Can you say more? What are some of those reasons? Or link to some data or examples?

4 comments

With a monorepo, how do you avoid the situation where almost every time you want to commit, you have to pull-and-rebase first? Because somebody has always pushed a change, every minute or two.
In a repo that large, you don't want to have random people pushing to master anyway. Have people commit to branches, and then automation merges the approved branches into master. ("Automation" may be as simple as the "Merge" button in Github's UI, or more complex if necessary.)
With git, can you set specific user permissions by directory? We need a way to prevent pull or commit by certain users.

Or require a review before committing to some projects/dirs, but not all.

Simplicity. I understood SVN immediately but I'm still struggling with Git.

It's only one thing and perhaps the only one, but it's a huge one. IMO anyway.

Partial checkouts is the main thing that comes to mind that is better with svn than git.
git archive is ... ok, not pretty great, but it works
That's not really a working copy, though. What some need is a tool that lets you check out a part of the repository as a working copy, without checking out the rest.
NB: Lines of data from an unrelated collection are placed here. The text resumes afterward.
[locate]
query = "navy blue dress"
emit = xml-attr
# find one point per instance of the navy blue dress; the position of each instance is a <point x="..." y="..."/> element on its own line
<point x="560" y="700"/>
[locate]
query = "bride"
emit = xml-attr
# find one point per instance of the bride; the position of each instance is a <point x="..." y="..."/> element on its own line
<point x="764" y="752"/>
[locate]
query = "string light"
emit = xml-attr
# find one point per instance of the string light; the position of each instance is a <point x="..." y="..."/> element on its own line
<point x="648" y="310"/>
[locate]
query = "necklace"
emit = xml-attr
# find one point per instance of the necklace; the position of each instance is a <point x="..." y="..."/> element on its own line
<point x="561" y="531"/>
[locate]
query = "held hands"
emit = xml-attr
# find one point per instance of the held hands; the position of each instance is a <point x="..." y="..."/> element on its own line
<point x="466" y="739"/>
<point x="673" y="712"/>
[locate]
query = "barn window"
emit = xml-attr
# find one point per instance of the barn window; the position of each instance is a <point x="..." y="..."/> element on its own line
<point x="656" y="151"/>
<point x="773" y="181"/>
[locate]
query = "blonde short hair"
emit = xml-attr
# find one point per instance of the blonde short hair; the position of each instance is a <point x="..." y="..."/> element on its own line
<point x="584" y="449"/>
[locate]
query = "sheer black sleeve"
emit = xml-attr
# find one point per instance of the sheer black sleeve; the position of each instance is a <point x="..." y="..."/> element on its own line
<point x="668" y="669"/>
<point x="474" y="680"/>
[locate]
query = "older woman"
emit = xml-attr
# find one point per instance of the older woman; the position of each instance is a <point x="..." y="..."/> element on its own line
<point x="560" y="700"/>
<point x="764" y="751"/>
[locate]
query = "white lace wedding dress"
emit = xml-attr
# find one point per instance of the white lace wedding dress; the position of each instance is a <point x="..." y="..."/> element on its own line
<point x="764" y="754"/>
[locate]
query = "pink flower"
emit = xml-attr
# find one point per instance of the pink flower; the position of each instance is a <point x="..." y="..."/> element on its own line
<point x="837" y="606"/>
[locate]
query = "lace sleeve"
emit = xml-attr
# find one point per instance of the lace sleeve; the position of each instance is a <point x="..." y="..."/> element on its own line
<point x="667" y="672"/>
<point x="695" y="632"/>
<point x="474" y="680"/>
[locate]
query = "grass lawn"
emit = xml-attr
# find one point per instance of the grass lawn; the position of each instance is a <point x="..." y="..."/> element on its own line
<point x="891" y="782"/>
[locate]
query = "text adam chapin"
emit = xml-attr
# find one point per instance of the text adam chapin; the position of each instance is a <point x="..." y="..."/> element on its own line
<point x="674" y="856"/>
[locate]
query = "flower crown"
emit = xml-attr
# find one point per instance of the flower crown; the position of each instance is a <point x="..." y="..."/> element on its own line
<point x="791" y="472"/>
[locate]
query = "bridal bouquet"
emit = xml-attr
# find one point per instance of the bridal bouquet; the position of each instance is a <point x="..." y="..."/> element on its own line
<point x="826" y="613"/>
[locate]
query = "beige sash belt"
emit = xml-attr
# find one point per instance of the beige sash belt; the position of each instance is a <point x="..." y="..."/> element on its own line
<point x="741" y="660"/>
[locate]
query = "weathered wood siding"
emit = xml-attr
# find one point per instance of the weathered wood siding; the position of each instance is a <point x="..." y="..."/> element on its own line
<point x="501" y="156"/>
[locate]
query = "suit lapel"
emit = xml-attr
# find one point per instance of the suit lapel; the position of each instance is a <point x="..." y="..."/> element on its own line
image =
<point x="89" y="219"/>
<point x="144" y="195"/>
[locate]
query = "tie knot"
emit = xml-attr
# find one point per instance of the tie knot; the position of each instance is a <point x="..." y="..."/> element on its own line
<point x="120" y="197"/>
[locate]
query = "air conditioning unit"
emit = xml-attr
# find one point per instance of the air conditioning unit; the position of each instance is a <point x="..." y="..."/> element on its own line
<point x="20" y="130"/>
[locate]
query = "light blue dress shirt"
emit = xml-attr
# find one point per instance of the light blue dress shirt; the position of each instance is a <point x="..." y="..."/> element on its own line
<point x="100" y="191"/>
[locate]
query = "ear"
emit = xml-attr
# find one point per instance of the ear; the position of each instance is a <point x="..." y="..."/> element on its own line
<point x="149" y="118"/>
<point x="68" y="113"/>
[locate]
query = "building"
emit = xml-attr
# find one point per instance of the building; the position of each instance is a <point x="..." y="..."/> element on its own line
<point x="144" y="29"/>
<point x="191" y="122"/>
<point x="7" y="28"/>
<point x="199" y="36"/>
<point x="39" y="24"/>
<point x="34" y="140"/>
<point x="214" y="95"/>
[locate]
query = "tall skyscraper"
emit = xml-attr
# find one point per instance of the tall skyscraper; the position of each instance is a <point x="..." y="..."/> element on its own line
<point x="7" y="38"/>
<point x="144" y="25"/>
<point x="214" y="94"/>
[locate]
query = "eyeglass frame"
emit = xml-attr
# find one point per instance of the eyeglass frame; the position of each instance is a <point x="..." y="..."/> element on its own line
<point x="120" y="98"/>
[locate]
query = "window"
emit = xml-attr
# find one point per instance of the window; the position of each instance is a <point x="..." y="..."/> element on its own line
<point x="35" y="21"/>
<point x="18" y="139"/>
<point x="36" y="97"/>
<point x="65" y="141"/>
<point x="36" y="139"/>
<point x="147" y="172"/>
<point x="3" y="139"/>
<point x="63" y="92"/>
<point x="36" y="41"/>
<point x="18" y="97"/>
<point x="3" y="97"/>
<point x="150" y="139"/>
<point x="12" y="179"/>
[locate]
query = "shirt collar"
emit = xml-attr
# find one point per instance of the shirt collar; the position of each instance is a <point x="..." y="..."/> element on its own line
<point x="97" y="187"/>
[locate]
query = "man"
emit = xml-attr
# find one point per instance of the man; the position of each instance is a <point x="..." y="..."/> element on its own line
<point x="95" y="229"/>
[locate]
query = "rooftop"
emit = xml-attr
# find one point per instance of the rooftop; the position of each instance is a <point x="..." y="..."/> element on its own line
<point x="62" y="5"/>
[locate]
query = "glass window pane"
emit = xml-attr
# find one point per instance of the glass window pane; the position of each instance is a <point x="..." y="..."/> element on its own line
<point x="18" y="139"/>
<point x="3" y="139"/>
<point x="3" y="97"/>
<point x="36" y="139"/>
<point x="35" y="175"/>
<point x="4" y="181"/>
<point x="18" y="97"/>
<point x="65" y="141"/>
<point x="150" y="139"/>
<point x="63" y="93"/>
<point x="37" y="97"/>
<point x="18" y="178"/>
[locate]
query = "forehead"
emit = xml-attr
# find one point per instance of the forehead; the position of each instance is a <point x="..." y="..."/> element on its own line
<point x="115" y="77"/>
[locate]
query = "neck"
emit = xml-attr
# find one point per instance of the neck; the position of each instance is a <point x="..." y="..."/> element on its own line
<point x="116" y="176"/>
By "part" we might mean more than one directory and its descendants (i.e. not a single root).
hmm, you could frankenstein together a bunch of trees to make it look like a partial checkout, but you couldn't make a new commit without all the parent tree objects up to the root. This sounds just like a subtree to be honest.

Are you frequently checking out a subdir of a repo and committing changes to it? Is it config?

The particular case I'm thinking of involves a repository which is large enough that full checkouts are slow, so you do partial checkouts to make things faster.

Maybe at some point there will be tools that let you do this with Git, maybe built on top of something like Git VFS. At the moment it just kind of sucks. Subversion and Perforce both handle it just fine.